Over the past few months, Java has earned itself the reputation of ‘vulnerable’ as the most of the recent Java updates are vulnerable to exploits in one or other ways. Earlier last week, another vulnerability was discovered that was being widely exploited online, as it was included in several crime kits, including Blackhole and Cool Exploit.

Following the discovery of this exploit, Oracle released a patch to fix the issue, the way it always does. But the irony is that, experts are doubtful about its effectiveness:

“This fix is available now as Java 7u11 and anyone who uses Java in their browser should update immediately,” Ross Barrett, Senior Manager of Security Engineering at Rapid7 said in an emailed statement. “This fix also changes the default Java browser security settings to require user consent to execute Java applets which are not digitally signed, or are self-signed. This indicates that Oracle has made a minor concession against ease-of-use to try to protect users from the *next* time a Java vulnerability is exploited in the wild.”

Just like most Java vulnerabilities, this one too opens the floodgates for attackers because Java itself is cross-platform. Thus, with a little work, the same vulnerability can be used to target Windows systems, Mac OS X, and Linux at the same time.
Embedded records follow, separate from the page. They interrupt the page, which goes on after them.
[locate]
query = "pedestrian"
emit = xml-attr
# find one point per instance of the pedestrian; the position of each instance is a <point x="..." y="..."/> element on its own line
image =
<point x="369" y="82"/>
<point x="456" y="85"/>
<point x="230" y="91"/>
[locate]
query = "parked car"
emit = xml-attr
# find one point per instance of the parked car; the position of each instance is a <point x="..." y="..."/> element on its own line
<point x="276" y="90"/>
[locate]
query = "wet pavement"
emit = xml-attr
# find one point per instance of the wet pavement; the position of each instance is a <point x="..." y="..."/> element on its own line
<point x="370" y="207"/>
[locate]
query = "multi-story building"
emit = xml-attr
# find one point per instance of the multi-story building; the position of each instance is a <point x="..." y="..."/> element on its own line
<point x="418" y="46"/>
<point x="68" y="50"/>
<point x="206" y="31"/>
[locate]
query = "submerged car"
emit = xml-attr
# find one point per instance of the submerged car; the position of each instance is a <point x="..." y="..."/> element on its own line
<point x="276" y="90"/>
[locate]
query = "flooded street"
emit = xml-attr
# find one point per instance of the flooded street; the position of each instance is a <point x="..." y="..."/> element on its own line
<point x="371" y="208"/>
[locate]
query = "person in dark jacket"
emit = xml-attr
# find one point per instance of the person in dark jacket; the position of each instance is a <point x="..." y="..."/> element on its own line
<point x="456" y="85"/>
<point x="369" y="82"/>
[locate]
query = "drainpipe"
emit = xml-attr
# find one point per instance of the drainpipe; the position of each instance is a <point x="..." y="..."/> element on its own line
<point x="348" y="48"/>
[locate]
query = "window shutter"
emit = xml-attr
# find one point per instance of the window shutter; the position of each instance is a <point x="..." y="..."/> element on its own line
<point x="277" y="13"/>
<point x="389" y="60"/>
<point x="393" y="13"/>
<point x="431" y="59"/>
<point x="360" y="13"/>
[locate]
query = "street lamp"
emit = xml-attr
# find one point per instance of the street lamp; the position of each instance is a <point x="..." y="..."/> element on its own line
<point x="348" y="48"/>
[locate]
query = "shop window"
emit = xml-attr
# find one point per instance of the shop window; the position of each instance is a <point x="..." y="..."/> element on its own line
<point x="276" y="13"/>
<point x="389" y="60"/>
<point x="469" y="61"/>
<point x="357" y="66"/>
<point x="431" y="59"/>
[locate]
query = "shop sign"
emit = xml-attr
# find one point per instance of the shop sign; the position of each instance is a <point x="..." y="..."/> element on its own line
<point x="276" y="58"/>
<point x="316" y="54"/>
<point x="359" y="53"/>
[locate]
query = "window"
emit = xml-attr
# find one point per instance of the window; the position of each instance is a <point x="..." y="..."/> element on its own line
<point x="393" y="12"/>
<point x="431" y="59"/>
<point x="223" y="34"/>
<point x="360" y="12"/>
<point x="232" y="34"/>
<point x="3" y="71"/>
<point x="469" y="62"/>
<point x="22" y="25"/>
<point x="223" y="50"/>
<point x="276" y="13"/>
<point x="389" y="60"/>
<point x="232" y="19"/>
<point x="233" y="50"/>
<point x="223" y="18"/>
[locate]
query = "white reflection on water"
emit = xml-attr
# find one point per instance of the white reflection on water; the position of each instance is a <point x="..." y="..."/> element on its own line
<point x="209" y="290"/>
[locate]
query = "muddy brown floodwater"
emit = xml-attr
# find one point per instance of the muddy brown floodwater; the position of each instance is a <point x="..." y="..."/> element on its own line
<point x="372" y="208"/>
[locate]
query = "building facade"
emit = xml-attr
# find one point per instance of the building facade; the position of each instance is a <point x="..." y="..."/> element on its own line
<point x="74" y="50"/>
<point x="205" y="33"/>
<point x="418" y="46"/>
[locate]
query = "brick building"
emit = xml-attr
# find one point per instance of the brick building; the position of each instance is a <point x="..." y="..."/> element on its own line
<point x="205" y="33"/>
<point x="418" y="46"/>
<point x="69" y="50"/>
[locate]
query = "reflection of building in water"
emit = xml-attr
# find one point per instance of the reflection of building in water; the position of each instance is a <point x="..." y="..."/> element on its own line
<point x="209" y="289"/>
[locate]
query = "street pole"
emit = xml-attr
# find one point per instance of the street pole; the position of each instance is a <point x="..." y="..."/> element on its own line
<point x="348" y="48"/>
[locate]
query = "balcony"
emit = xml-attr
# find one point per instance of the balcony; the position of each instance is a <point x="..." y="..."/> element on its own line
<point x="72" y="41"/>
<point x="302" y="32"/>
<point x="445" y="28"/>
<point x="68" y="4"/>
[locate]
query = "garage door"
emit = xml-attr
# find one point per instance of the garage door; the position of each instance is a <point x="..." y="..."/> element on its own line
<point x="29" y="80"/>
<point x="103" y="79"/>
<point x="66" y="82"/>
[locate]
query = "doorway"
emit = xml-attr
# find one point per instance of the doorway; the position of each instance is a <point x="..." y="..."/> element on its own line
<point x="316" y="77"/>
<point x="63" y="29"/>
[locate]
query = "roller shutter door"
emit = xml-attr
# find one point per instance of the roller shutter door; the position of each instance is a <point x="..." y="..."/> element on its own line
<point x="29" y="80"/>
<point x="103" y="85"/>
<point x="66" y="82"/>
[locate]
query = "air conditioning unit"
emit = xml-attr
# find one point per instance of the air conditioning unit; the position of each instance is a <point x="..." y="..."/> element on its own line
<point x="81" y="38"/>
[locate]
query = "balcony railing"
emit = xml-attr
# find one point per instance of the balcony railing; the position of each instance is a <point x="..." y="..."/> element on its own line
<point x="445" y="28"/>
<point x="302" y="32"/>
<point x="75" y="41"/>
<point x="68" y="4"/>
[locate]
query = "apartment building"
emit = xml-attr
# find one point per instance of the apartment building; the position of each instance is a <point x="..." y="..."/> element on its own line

Back in August last year, Oracle issued an urgent fix to seal a dangerous security flaw within its Java software that’s left thousands of computers wide open to malicious attacks from hackers. But what’s bad about this is that despite several experts warning users to “disable Java immediately”, the security patch was released in a very low-key manner, with nothing more than an obscure post made to the notes section of its website, with no press release or no big announcement to the media.

So, with so many uncertainties surrounding Java, we again recommend that those who don’t need the software uninstall it from their system now, or at least do it carefully.